Jean-Louis Bourlanges, journaliste et professeur à l'IEP de Paris, ancien député européen UDF qui a quitté le parti centriste lors du virage à gauche de François Bayrou explique dans un éditorial paru dans le magazine l’Expansion pourquoi il pense que ce dernier n’est plus centriste, s’il l’a jamais été, mais plutôt quelque part entre la droite de la droite et la gauche de la gauche…
«Tout semblait les rapprocher : une robuste allergie au sarkozysme, une aversion commune pour les grands et mornes appareils de la gauche établie, de vieux combats partagés pour une Europe différente, le goût des voies traversières. Mais il a suffi d'un débat, d'un échauffement, d'une passe d'armes, pour que François Bayrou et Dany Cohn-Bendit apparaissent pour ce qu'ils sont vraiment : les figures emblématiques de deux France qui se comprennent mal et ne s'aiment guère.
C'est l'histoire de celui qui croyait au ciel et de celui qui n'y croyait pas. Ou encore, plus sociologiquement, de celui qui avait un tracteur et de celui qui n'en avait pas. D'un côté, un gars de chez nous, qui ne dédaigne pas le béret, qui fleure bon la France de toujours, accroché à son village et à ses pâtures, élevé entre l'église, l'école et le monument aux morts. De l'autre, un homme aux semelles de vent, un cosmopolite qui atterrit en France une fois sur deux, des amis partout, des racines nulle part. Pour l'un, la France est une mémoire, pour l'autre, une liberté. A Strasbourg, François avait apprécié Dany comme un produit exotique, le compagnon d'une bonne soirée un peu canaille. Pour le reste, c'était un martien, étranger au combat des vrais hommes politiques, sur le seul terrain qui compte, le sanctuaire national, et pour le seul enjeu qui vaille, la présidence de la République.
Et patatras, voici que d'affreux sondages, un agencement humiliant du débat télévisé et la hideuse familiarité de son interlocuteur («On ne tutoie pas le président de la République», disait Gaston Doumergue à des amis irrespectueux) retranchent brutalement Bayrou de la cour des grands, le ramènent à son étiage et l'enferment dans un combat réducteur contre un histrion libertaire. Trop. C'était trop. C'est qu'elle vient de loin, l'indignation de François Bayrou. Là où Sarkozy nous amuse d'une critique rhétorique de Mai 68, le président du MoDem s'attaque à la racine du mal.

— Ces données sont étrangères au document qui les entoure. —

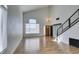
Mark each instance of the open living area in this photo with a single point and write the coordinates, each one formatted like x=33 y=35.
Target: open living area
x=39 y=29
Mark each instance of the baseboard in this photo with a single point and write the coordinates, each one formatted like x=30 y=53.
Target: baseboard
x=16 y=45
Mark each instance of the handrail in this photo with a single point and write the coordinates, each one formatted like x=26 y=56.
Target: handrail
x=69 y=22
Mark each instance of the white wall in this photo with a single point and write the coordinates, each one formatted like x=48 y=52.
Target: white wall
x=40 y=15
x=14 y=27
x=3 y=29
x=64 y=12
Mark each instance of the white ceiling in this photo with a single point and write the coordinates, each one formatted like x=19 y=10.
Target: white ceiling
x=26 y=8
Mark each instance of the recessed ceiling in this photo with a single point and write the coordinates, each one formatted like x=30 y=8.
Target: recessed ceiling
x=26 y=8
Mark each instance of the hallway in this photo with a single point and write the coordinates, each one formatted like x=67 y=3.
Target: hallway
x=44 y=45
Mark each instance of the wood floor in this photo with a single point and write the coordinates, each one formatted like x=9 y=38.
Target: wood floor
x=44 y=45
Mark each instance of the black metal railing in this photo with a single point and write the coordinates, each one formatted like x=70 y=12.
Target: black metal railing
x=72 y=20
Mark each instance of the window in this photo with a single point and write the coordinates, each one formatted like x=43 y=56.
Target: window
x=31 y=27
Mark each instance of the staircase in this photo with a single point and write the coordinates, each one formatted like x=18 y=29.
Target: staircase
x=70 y=22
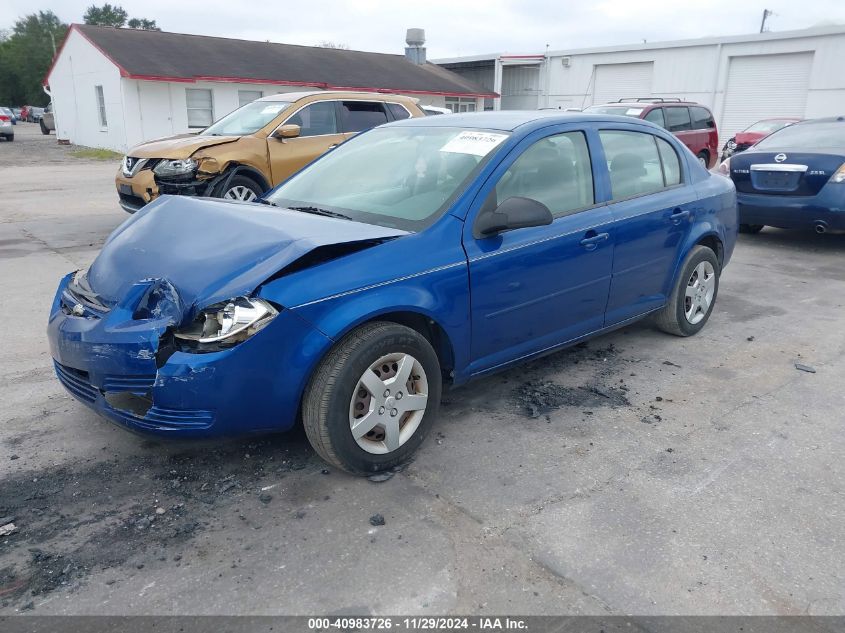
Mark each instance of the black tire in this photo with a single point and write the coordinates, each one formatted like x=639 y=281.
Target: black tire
x=672 y=318
x=328 y=396
x=238 y=181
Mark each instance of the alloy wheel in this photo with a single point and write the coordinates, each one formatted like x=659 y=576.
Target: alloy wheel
x=701 y=287
x=388 y=403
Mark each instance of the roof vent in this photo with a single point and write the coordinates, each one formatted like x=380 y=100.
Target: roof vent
x=415 y=51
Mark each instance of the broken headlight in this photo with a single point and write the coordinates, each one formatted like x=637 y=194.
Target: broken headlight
x=227 y=323
x=173 y=168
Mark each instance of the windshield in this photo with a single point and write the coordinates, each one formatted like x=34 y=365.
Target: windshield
x=807 y=136
x=631 y=109
x=399 y=177
x=767 y=127
x=246 y=119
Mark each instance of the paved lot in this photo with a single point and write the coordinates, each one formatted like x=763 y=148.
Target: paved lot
x=695 y=476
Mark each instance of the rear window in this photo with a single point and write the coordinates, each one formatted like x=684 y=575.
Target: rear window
x=677 y=119
x=809 y=136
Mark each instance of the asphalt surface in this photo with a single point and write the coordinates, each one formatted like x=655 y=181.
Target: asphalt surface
x=639 y=474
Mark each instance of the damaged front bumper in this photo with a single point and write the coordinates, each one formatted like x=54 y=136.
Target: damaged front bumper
x=128 y=370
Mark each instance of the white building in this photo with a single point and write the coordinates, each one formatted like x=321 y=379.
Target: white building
x=742 y=79
x=114 y=88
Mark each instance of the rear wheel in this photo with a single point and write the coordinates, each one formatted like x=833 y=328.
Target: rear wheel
x=693 y=296
x=373 y=397
x=240 y=188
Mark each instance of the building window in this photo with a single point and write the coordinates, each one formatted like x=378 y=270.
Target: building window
x=460 y=104
x=200 y=110
x=248 y=96
x=101 y=106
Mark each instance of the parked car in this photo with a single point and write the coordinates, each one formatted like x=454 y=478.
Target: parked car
x=257 y=146
x=6 y=129
x=691 y=122
x=741 y=141
x=34 y=114
x=10 y=113
x=793 y=178
x=48 y=120
x=347 y=294
x=435 y=110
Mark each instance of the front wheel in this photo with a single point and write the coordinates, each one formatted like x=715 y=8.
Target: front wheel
x=372 y=398
x=693 y=296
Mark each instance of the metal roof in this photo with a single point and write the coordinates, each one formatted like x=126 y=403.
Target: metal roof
x=163 y=56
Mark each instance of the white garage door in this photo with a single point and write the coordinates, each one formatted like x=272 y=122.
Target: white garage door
x=764 y=87
x=620 y=81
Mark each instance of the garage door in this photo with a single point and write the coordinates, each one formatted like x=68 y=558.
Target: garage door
x=763 y=87
x=619 y=81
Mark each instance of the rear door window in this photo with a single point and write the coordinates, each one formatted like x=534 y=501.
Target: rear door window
x=555 y=171
x=678 y=120
x=362 y=115
x=399 y=112
x=656 y=116
x=316 y=119
x=633 y=162
x=701 y=118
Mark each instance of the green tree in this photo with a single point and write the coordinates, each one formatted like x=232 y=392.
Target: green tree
x=106 y=15
x=143 y=24
x=25 y=58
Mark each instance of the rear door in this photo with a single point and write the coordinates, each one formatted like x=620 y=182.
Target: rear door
x=319 y=131
x=652 y=212
x=535 y=288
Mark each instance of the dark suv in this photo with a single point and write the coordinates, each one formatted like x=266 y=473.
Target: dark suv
x=691 y=122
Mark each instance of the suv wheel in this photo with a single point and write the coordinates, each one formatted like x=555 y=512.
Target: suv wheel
x=372 y=398
x=241 y=188
x=694 y=295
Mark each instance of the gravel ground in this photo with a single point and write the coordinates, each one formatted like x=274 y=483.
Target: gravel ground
x=636 y=474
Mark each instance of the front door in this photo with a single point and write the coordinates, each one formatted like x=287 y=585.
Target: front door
x=319 y=132
x=652 y=215
x=535 y=288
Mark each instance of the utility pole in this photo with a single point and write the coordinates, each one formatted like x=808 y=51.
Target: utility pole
x=766 y=15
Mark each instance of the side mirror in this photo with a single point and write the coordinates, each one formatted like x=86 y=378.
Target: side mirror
x=513 y=213
x=290 y=130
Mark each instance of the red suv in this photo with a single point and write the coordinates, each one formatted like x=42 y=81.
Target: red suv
x=691 y=122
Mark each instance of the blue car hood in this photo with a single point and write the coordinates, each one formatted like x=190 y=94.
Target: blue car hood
x=212 y=250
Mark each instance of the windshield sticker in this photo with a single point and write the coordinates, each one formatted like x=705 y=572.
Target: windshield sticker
x=475 y=143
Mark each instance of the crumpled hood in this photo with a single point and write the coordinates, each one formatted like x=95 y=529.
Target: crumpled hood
x=212 y=250
x=178 y=146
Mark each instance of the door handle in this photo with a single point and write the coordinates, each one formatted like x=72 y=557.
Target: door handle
x=591 y=241
x=678 y=215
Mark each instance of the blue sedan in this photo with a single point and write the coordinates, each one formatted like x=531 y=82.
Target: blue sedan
x=422 y=253
x=793 y=179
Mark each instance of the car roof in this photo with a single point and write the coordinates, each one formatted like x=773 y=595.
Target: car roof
x=290 y=97
x=510 y=120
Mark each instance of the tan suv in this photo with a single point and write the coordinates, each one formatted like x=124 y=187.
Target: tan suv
x=253 y=148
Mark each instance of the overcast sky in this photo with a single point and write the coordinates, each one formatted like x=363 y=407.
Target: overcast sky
x=458 y=27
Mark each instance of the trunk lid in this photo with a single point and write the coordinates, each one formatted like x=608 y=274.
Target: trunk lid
x=788 y=173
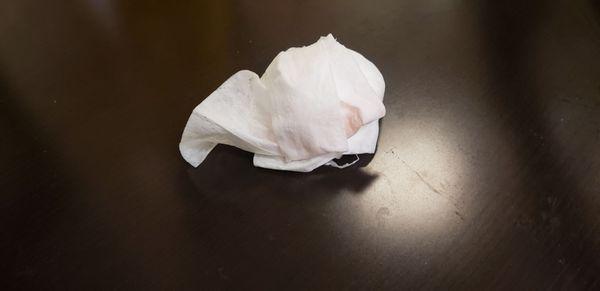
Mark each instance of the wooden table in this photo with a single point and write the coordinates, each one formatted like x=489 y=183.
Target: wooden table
x=487 y=174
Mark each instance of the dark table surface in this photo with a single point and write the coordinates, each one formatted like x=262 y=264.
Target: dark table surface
x=487 y=173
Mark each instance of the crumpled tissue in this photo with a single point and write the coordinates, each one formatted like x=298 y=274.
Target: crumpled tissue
x=312 y=105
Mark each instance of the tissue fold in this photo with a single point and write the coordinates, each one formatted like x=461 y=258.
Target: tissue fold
x=312 y=105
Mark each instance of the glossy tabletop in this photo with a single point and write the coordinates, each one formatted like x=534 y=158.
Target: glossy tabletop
x=487 y=173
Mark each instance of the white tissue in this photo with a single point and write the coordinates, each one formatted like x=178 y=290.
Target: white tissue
x=312 y=105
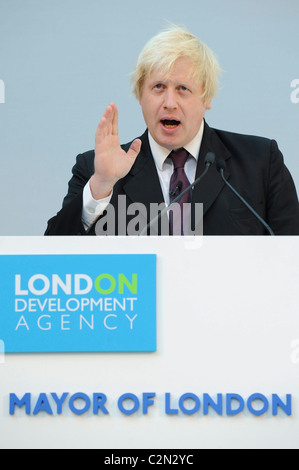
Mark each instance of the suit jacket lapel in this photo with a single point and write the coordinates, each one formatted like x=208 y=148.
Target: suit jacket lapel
x=143 y=185
x=210 y=186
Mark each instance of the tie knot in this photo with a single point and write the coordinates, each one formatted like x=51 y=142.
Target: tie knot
x=179 y=157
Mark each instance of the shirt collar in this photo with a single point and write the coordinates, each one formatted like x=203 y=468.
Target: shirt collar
x=161 y=153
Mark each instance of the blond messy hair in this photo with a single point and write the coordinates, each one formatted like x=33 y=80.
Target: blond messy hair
x=163 y=50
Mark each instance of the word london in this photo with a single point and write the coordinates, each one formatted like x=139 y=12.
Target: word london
x=230 y=404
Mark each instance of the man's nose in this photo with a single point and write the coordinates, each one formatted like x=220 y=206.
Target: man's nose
x=170 y=99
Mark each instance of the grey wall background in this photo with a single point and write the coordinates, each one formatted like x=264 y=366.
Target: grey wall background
x=63 y=61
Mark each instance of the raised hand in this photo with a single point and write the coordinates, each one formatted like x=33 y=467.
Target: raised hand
x=111 y=161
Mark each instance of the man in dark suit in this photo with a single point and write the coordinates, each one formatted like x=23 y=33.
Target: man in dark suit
x=175 y=80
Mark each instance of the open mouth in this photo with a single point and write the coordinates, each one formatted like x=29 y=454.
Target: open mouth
x=170 y=123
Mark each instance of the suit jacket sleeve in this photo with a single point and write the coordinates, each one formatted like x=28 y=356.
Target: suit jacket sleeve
x=282 y=201
x=68 y=220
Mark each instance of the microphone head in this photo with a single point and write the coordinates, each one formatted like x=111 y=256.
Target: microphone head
x=210 y=158
x=220 y=164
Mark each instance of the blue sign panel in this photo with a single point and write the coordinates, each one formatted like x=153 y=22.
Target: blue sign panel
x=77 y=303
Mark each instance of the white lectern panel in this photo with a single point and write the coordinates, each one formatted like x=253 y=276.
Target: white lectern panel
x=227 y=323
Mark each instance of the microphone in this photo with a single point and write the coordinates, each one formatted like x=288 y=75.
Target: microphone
x=221 y=166
x=209 y=160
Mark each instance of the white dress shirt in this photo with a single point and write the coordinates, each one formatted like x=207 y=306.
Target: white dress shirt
x=93 y=208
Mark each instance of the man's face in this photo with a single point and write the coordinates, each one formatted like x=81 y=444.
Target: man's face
x=172 y=106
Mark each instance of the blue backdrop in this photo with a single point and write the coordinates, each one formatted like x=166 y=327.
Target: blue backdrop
x=63 y=61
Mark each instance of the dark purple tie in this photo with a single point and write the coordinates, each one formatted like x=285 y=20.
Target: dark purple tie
x=178 y=183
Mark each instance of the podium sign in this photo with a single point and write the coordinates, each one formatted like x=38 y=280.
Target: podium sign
x=78 y=303
x=225 y=369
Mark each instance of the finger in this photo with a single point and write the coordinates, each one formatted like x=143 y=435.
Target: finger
x=115 y=120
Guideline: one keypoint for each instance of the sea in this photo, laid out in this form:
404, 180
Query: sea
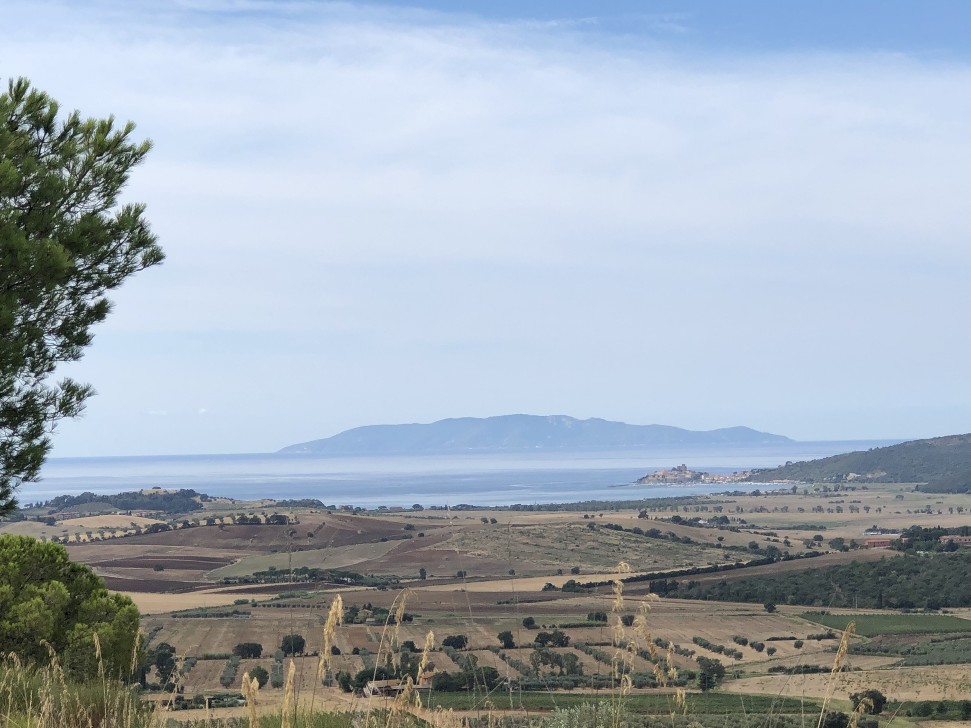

Il distingue le péché originel, dénonce en Dany le serpent de la damnation et suggère que la faute première ne s'efface jamais. Le crime de Mai 68 est là, intact et sacrilège. Bayrou refuse la prescription, et cette sévérité sonne comme un appel au secours à droite. Malheureux clin d'œil qui ruine en un instant la complicité grandissante du MoDem et de la gauche. Le rêve vole en éclats d'une fédération antilibérale des amis du tracteur, de la poste et de l'université réunis. Le drame du MoDem, c'est que l'idéologie française, comme la qualifie Bernard-Henri Lévy, porte à la dénonciation du marché, au scepticisme européen et à un culte exacerbé de l'exception française. Cette horreur du libéralisme vous arrache du centre, vous met à la droite de la droite, quelque part entre Uriage et les Chantiers de jeunesse, et à la gauche de la gauche, du côté du ressentiment anticapitaliste et altermondialiste.
Le 4 juin, les téléspectateurs ont compris qu'il ne suffisait pas d'être antilibéral pour tenir politiquement debout. Le 7, avec la victoire de Nicolas Sarkozy et de Dany Cohn-Bendit, libéralisme bien tempéré et ambition européenne ont repris des couleurs. Il leur reste à s'incarner dans un parti. Ni l'UMP ni les Verts ne sauraient y prétendre pleinement. Une petite annonce s'impose: ‘Centristes cherchent UDF, désespérément’.»